You know how sometimes we just have knee-jerk reactions? It's kind of like hitting your funny bone - no real harm done but a lot of hopping around while holding your elbow and muttering about partially open doors. Keep that image in your head.
Having grown up in a rather rules and success oriented home I'm kind of allergic to competence. Ok, that isn't exactly true. I love successfully hosting a family gathering or taking a particularly nice photograph. I get a nice little glow when my in-laws compliment me on my cooking or something I've done in the house. What drives me nuts are the people who have their budgets organized for the next five years and have neat little charts of their pantry stores and lost 2.3 pounds a week after keeping a food diary. It's just all so.....precise. So very box ticky. So very antithetical to how I think. And it drives me crazy when I see other people doing it. I can't really explain why except to say that after years of living with parentally mandated competence I'm enjoying not pretending to have everything together. I'm a bit of a mess actually, and there are people whose competence really has gotten on my nerves. They're just so good at things that I can barely do at all. My sister-in-law (M. for short) has been one of those people. She's a delightful young woman, but my stars is she competent! She's got letters after her name, and she enjoys doing spreadsheets! Us mere mortals aren't in the running with such as her. In some ways people like her remind me of the Law - showing up all the ways in which I fall short and providing the rubric which people like my parents use to judge others. You must understand that I don't believe she's judgmental herself. She's just good at lots of obviously good things that people like my parents equate with success and maturity. If I'd been more like her maybe I'd have a better relationship with my mom. Who knows?
As for myself, people have been telling me for the past year or so that I'm creative in both thought processes and actions. I've never really bought into it much because I was, in some ways, raised to be like M. I needed a career and letters after my name and precise budgeting and a workout plan. I needed to be grown-up.
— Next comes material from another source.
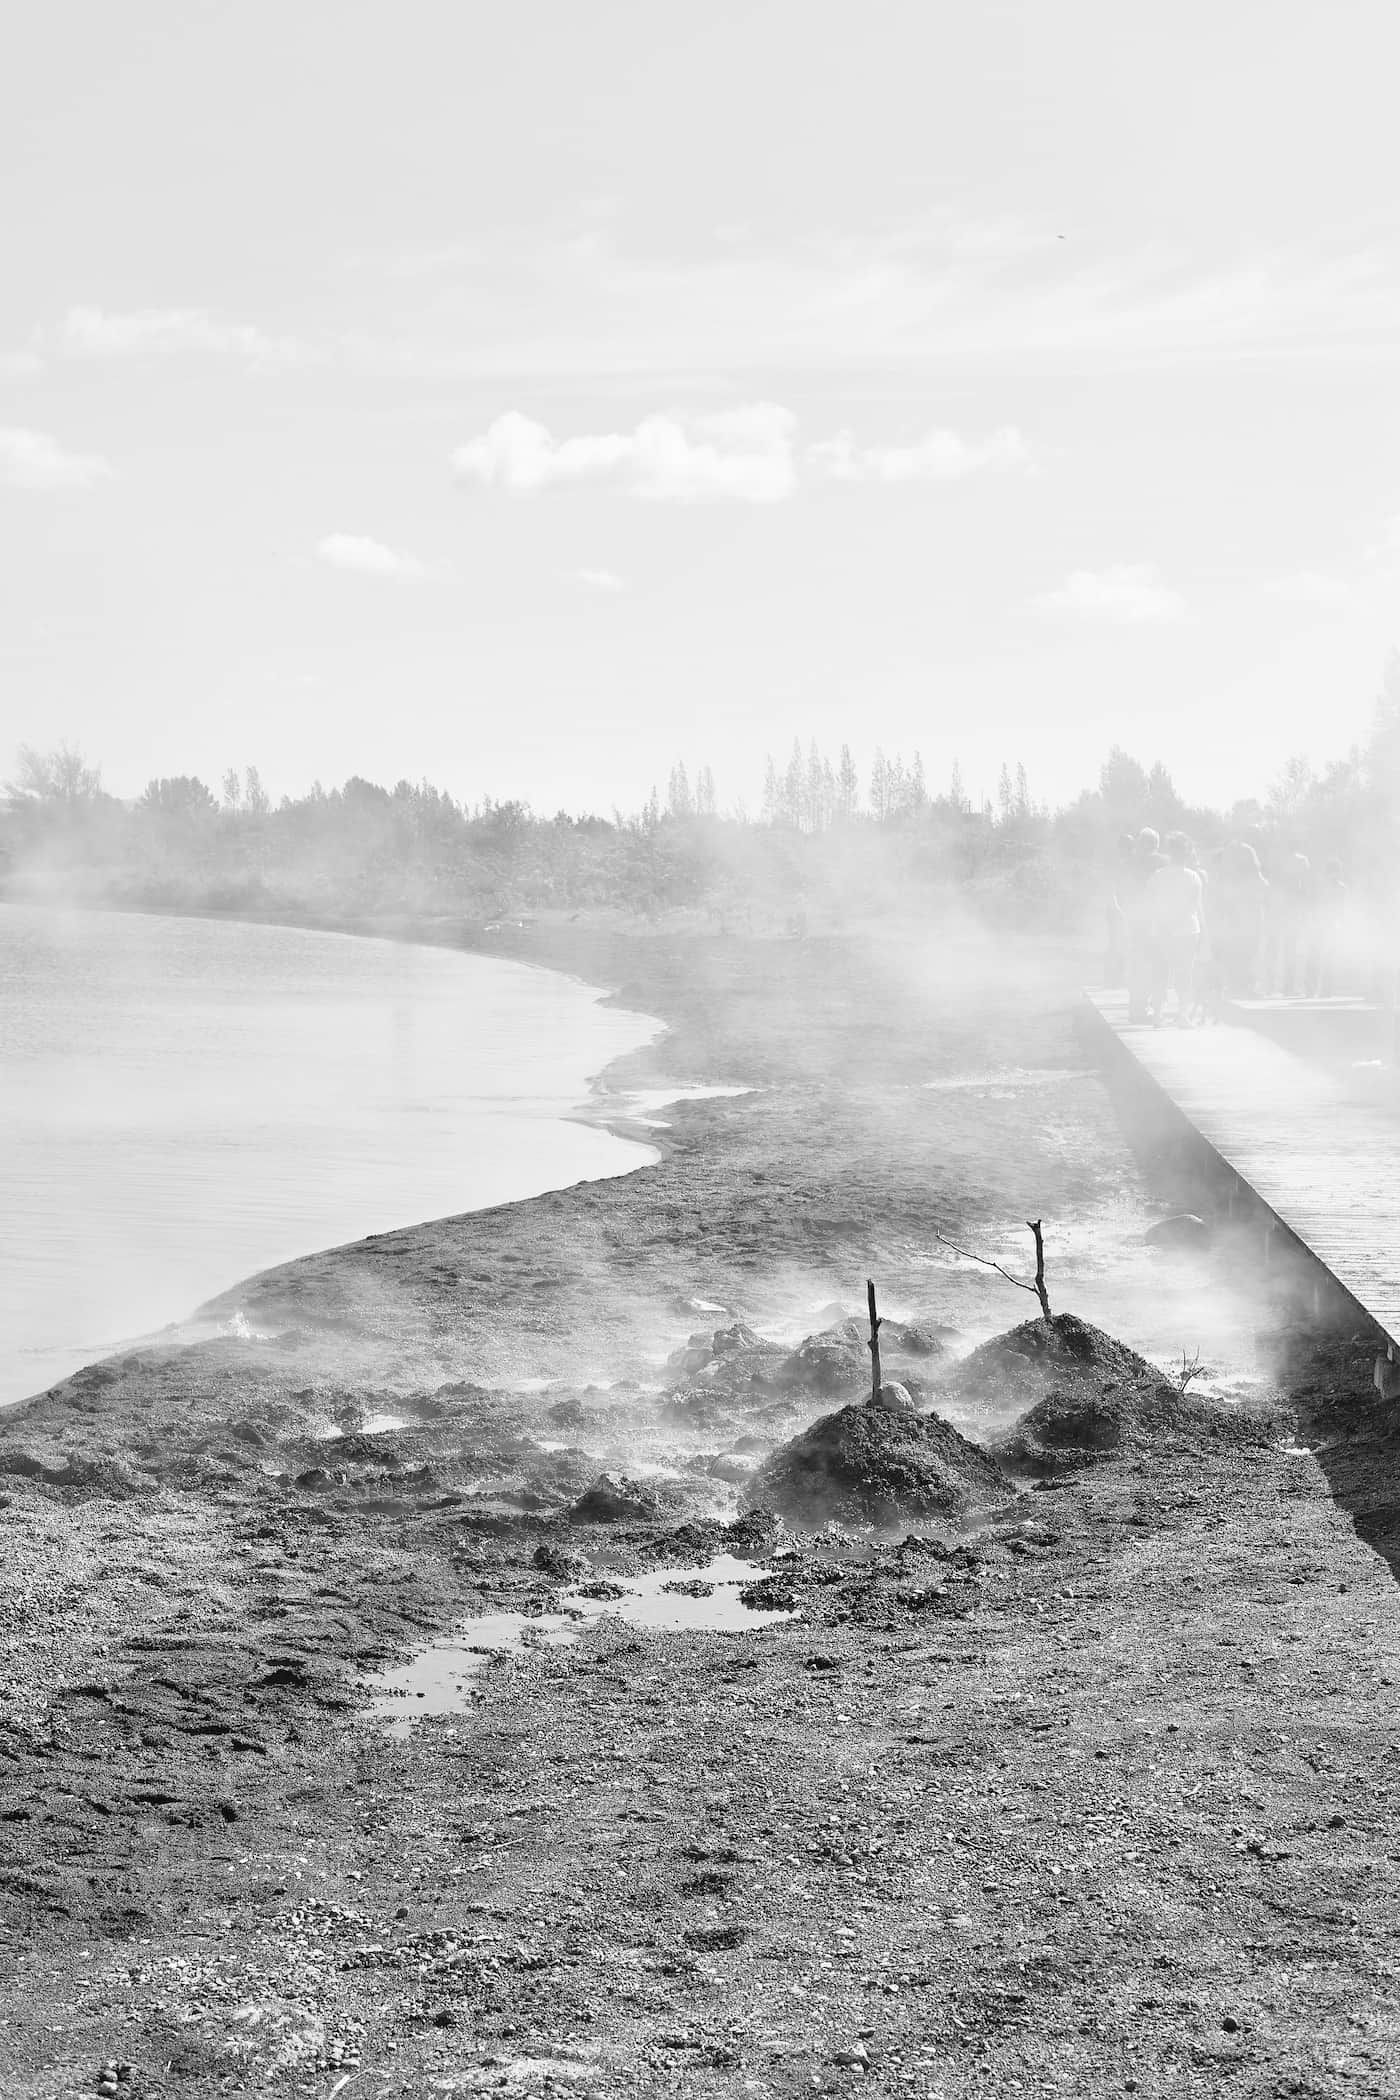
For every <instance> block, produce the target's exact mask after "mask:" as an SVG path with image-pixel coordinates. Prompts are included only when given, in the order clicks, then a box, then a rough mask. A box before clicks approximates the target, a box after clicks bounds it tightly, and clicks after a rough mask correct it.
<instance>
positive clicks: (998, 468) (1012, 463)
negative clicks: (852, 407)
mask: <svg viewBox="0 0 1400 2100" xmlns="http://www.w3.org/2000/svg"><path fill="white" fill-rule="evenodd" d="M808 460H810V464H812V470H814V472H816V475H823V477H825V479H829V481H959V479H961V477H963V475H978V472H987V470H993V472H995V470H1001V472H1005V470H1007V468H1020V470H1024V468H1028V466H1031V447H1028V445H1026V441H1024V437H1022V435H1020V430H1016V428H1014V426H1010V424H1007V426H1005V428H1001V430H993V433H991V437H984V439H966V437H959V433H957V430H928V433H926V435H924V437H919V439H915V441H913V445H856V441H854V437H852V435H850V430H837V435H835V437H827V439H823V441H821V443H816V445H810V447H808Z"/></svg>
What I've turned into a housewife/daydreamer/congregant clinging to the idea of "faithful in small things" and building a home full of color, warmth, good food, and lots of cheer. I am more creative than I thought. I'd rather catch some inspiration and organize my sewing room than sit down and figure out last month's expenditures. When I went over to M's house a while back I noticed that she has, as expected, a very tidy, well organized home, and her party was well organized and laid out with plenty of delicious food. What struck me was how well it illustrated our different temperaments. Her home - organized, calm, well-run, but lacking in artwork or color. My home - somewhat chaotic and in a perpetual state of being organized, but full of color and art. Neither approach is better than the other and both excellently portray our personalities. Having seen this it struck me that perhaps this is what people have been trying to show me about myself. I've been living life half-ashamed of not being more like M. when really my weaknesses are the flipside to some rather nice strengths. My home is colorful and warm and full of meaningful and interesting art. My food is creative and inventive. I'd much rather work from an impulse than from a list or a recipe, and that's ok.
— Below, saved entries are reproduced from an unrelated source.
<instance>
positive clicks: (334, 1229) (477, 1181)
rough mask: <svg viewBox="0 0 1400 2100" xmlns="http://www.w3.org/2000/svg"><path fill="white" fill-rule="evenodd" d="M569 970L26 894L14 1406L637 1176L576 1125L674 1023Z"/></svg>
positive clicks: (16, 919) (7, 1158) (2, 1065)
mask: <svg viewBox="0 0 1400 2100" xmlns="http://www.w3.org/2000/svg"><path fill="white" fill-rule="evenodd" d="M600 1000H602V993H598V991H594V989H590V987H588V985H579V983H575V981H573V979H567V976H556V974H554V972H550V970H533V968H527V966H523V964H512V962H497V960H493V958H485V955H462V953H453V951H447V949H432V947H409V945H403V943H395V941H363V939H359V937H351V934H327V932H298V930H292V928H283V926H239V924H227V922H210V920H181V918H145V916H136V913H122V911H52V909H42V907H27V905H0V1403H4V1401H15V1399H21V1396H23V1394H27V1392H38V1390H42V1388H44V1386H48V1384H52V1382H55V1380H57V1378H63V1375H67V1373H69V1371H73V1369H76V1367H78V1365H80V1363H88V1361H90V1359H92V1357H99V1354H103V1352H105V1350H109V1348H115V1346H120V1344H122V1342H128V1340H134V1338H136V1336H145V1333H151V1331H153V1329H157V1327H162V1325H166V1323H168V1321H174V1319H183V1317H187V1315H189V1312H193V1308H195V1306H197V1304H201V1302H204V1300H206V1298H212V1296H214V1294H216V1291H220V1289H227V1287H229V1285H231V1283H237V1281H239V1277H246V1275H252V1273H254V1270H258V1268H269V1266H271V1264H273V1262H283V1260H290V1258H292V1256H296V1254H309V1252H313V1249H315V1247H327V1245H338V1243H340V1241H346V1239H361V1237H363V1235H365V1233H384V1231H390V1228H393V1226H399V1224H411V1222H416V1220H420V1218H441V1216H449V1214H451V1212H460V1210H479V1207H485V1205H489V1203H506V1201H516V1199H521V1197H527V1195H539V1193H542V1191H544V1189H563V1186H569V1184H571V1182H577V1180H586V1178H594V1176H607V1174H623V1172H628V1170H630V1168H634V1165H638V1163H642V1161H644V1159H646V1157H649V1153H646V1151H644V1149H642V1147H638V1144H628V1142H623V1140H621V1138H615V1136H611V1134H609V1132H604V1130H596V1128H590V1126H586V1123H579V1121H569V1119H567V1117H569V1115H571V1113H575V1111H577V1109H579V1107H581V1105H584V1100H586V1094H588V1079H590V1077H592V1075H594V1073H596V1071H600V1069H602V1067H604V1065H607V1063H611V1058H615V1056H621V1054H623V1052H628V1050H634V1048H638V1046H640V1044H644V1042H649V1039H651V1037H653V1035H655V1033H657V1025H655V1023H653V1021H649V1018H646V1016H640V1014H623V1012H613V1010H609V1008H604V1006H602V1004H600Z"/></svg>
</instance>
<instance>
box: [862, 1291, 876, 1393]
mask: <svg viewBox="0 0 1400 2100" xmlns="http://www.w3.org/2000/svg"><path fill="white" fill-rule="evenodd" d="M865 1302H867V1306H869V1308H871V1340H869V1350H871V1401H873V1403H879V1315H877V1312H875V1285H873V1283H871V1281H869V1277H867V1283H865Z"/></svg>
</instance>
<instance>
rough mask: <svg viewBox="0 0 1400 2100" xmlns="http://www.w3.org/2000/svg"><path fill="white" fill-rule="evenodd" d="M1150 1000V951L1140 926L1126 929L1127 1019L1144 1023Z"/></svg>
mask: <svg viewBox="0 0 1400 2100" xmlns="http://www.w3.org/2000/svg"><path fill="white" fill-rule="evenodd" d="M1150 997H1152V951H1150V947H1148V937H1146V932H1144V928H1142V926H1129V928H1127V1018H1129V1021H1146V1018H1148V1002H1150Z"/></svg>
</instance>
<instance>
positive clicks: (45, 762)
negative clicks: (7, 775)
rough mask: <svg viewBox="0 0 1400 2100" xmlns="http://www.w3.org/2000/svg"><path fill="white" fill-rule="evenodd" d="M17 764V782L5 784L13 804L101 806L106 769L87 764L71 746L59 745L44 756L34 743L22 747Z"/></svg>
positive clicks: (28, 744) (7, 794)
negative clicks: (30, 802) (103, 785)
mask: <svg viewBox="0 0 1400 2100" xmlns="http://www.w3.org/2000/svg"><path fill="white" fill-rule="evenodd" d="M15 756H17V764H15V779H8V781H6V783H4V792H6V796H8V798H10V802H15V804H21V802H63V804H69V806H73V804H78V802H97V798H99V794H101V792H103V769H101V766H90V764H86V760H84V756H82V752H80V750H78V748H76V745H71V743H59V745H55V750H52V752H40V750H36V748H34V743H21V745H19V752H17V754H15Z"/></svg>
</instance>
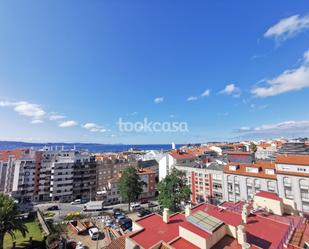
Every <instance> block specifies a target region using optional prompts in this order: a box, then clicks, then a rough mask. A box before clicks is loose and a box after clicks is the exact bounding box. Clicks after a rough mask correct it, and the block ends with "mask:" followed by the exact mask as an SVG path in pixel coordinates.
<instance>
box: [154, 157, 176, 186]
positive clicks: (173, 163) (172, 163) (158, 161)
mask: <svg viewBox="0 0 309 249" xmlns="http://www.w3.org/2000/svg"><path fill="white" fill-rule="evenodd" d="M175 155H176V154H172V153H166V154H164V155H163V156H162V157H161V159H159V161H158V163H159V181H161V180H162V179H163V178H165V177H166V176H167V175H168V174H169V172H170V171H171V170H172V168H173V165H174V164H175V163H176V158H175Z"/></svg>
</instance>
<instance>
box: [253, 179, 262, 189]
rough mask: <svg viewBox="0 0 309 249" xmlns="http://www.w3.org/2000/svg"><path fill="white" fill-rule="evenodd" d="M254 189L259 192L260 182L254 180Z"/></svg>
mask: <svg viewBox="0 0 309 249" xmlns="http://www.w3.org/2000/svg"><path fill="white" fill-rule="evenodd" d="M254 187H255V189H257V190H259V189H260V188H261V183H260V180H258V179H255V180H254Z"/></svg>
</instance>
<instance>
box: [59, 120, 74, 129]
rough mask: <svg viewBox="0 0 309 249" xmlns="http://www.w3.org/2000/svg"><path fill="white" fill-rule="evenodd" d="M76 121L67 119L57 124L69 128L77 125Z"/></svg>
mask: <svg viewBox="0 0 309 249" xmlns="http://www.w3.org/2000/svg"><path fill="white" fill-rule="evenodd" d="M77 125H78V123H77V122H76V121H74V120H69V121H64V122H62V123H60V124H59V127H60V128H70V127H75V126H77Z"/></svg>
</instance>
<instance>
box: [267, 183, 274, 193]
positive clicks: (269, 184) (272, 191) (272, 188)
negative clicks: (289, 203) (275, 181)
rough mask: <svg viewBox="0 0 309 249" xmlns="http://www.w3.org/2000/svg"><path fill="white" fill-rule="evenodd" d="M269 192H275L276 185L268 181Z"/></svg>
mask: <svg viewBox="0 0 309 249" xmlns="http://www.w3.org/2000/svg"><path fill="white" fill-rule="evenodd" d="M267 190H268V191H269V192H275V183H274V182H271V181H268V182H267Z"/></svg>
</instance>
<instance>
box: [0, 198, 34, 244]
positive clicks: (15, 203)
mask: <svg viewBox="0 0 309 249" xmlns="http://www.w3.org/2000/svg"><path fill="white" fill-rule="evenodd" d="M18 215H19V211H18V209H17V205H16V203H15V202H14V199H13V198H11V197H9V196H8V195H4V194H0V249H3V243H4V235H5V234H6V233H8V234H9V235H11V237H12V239H15V233H14V232H16V231H19V232H20V233H21V234H22V235H23V236H24V237H25V236H26V233H27V232H28V230H27V227H26V226H25V224H24V223H23V222H22V221H21V220H17V219H16V217H17V216H18Z"/></svg>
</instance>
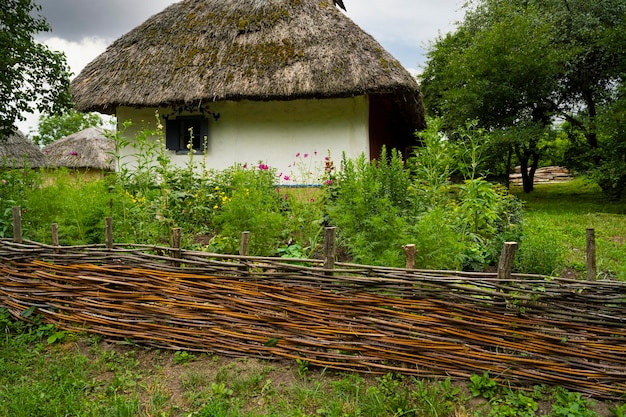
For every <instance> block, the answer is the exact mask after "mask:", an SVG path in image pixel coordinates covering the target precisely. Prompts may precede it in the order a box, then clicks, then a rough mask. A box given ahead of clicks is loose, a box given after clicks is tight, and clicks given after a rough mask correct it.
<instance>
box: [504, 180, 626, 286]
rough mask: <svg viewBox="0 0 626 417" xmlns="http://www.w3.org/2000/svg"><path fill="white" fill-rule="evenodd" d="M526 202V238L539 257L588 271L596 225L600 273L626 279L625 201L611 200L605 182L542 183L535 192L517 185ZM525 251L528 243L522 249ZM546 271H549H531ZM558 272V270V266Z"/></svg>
mask: <svg viewBox="0 0 626 417" xmlns="http://www.w3.org/2000/svg"><path fill="white" fill-rule="evenodd" d="M512 191H513V193H514V194H515V195H517V196H518V197H519V198H520V199H521V200H522V201H523V202H524V207H525V210H524V213H525V214H524V216H525V219H526V228H525V231H526V233H525V238H526V239H527V241H531V242H532V251H534V252H536V253H537V257H539V256H544V258H552V259H555V260H556V262H555V264H556V265H558V267H559V268H557V269H560V271H559V270H557V271H556V272H563V271H562V270H563V269H565V268H568V270H569V271H570V272H572V273H574V274H575V275H576V276H577V277H582V276H585V270H586V256H585V248H586V229H588V228H592V229H594V230H595V236H596V245H597V263H598V275H599V276H598V278H607V277H612V278H613V277H614V278H618V279H620V280H626V244H625V242H626V201H624V199H622V201H618V202H609V201H606V199H605V197H604V195H603V194H602V190H601V189H600V187H598V186H597V185H595V184H594V183H592V182H590V181H588V180H586V179H585V178H577V179H575V180H574V181H570V182H565V183H555V184H538V185H536V186H535V191H533V192H532V193H530V194H525V193H523V192H522V191H521V190H520V189H518V188H514V189H513V190H512ZM520 252H521V253H520V256H528V254H524V243H523V242H522V246H521V248H520ZM532 272H545V271H536V270H535V271H532ZM553 272H554V271H553Z"/></svg>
Here's where James and Paul are relevant. So long as I felt myself judged by other people's competence it threatened me. Their achievements were as law to me, and I felt condemned. Now, though, it's easier to see the grace of my own achievements. Even though I still may make faces when people post their lists on facebook or mention doing something super mature and organized I'm less threatened by it because I can see the worth of my own, possibly more creative, gifts and impulses. This frees me to learn from competent people without feeling judged by them and to offer my own gifts in return. It's James and Paul - works and grace. When all I thought I had was Law I felt stifled and broken. Now that I know about Grace I feel like maybe taking another stab at the Law. The point is simply that old saw of valuing each other's gifts and understanding what we ourselves offer. Sometimes the list maker could use a few tips on being more laid back and spontaneous, and sometimes the mural painter could use a little organization. The idea is to not let ourselves be condemned by the other persons skills but to offer everything up with faith and thanksgiving to God who has delighted to give talents around is such a haphazard fashion that very few of us are self sufficient even in our own eyes. But that's another post in and of itself.